Not only is Coventry Industries (COVN) a microcap stock but it is also a maker of such prosaic items as fire sprinklers and power-transmission systems. Soon, however, the company could become an airline. According to several investors, Coventry is in talks to acquire three small, low-fare carriers--among them Kiwi International Holdings, parent of Kiwi International, which flies from Newark International to such cities as Atlanta, Boston, Chicago, Las Vegas, Orlando, Palm Beach, San Juan, and Tampa.

With Kiwi, Coventry's revenues will jump from an estimated $20 million this year to about $100 million, according to one investor. Manny Shulman, president of Shulman Associates, a merchant bank in Florida, says if the deal materializes, Coventry will convert Kiwi into a chartered airline, concentrating on a few cities, such as Las Vegas, that have heavy traffic. Coventry's two other targets fly routes in the South, says Shulman. Those two have combined revenues of $35 million, he says.
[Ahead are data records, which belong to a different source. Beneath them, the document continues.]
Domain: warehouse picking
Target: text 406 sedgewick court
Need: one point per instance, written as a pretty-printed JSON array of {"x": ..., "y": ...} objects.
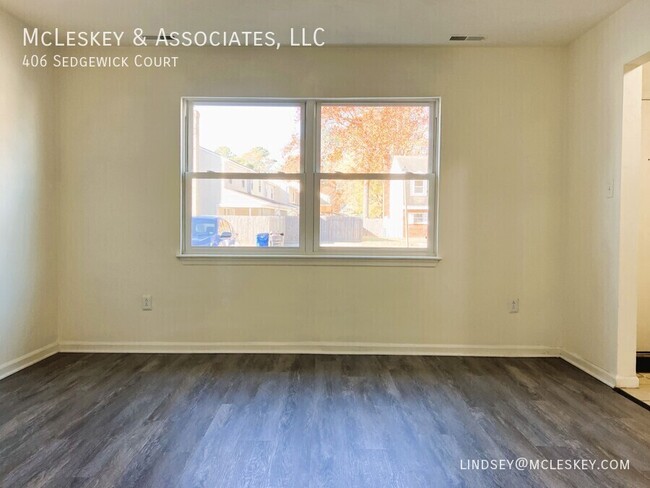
[{"x": 137, "y": 61}]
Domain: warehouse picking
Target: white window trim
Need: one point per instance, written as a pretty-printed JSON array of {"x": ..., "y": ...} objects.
[
  {"x": 310, "y": 252},
  {"x": 422, "y": 193}
]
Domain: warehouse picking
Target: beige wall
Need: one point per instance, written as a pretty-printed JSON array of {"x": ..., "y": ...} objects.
[
  {"x": 592, "y": 223},
  {"x": 28, "y": 204},
  {"x": 503, "y": 171},
  {"x": 643, "y": 319}
]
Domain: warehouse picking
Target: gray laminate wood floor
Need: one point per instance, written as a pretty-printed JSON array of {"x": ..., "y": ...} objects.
[{"x": 155, "y": 420}]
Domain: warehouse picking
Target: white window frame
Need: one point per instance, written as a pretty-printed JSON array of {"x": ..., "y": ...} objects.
[
  {"x": 309, "y": 250},
  {"x": 413, "y": 221},
  {"x": 425, "y": 188}
]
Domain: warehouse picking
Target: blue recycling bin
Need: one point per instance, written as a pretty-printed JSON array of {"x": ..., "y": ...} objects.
[{"x": 263, "y": 239}]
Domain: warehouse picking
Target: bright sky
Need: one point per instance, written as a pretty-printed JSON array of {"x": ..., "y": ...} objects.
[{"x": 243, "y": 127}]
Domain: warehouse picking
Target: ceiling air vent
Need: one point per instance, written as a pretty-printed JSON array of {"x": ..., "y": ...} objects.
[{"x": 467, "y": 38}]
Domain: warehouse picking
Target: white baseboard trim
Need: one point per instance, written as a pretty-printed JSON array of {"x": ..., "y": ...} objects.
[
  {"x": 310, "y": 348},
  {"x": 590, "y": 368},
  {"x": 597, "y": 372},
  {"x": 15, "y": 365},
  {"x": 627, "y": 381}
]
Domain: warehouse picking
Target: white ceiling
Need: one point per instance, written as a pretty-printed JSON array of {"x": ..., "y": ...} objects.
[{"x": 502, "y": 22}]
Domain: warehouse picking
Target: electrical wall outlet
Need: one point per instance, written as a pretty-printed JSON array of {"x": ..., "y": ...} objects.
[
  {"x": 513, "y": 306},
  {"x": 610, "y": 188}
]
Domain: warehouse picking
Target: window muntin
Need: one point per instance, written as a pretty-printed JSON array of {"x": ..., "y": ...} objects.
[{"x": 383, "y": 206}]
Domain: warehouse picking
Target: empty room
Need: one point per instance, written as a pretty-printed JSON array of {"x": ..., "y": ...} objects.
[{"x": 325, "y": 243}]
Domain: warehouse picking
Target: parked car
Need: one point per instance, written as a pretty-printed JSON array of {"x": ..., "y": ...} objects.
[{"x": 211, "y": 231}]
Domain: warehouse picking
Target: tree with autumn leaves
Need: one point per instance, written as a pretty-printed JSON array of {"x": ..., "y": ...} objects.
[{"x": 363, "y": 139}]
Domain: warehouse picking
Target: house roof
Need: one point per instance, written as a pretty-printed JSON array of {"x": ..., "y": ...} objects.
[{"x": 410, "y": 164}]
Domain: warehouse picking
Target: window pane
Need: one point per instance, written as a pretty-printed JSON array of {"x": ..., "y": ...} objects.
[
  {"x": 374, "y": 138},
  {"x": 373, "y": 213},
  {"x": 245, "y": 213},
  {"x": 246, "y": 138}
]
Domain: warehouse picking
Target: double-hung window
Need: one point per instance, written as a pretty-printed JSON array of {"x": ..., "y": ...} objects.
[{"x": 310, "y": 178}]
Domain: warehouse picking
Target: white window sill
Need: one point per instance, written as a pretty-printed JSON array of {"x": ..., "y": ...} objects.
[{"x": 304, "y": 260}]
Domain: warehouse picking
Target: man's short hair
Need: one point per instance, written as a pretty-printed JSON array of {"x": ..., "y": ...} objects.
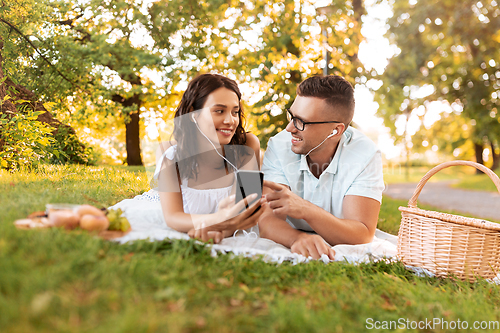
[{"x": 335, "y": 90}]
Kiwi's greatest asset, he notes, is its experienced operational capability. "It has a perfect five-year safety record," he adds, and has consistently been ranked near the top in consumer satisfaction. Twice grounded by the Federal Aviation Administration for rule violations, Kiwi was saved from bankruptcy in July, 1997, when it was acquired by an investor group headed by Charles Edwards. Coventry's stock, which hit a high of 12 a share in April last year, closed at nearly 6 on Apr. 29, 1998.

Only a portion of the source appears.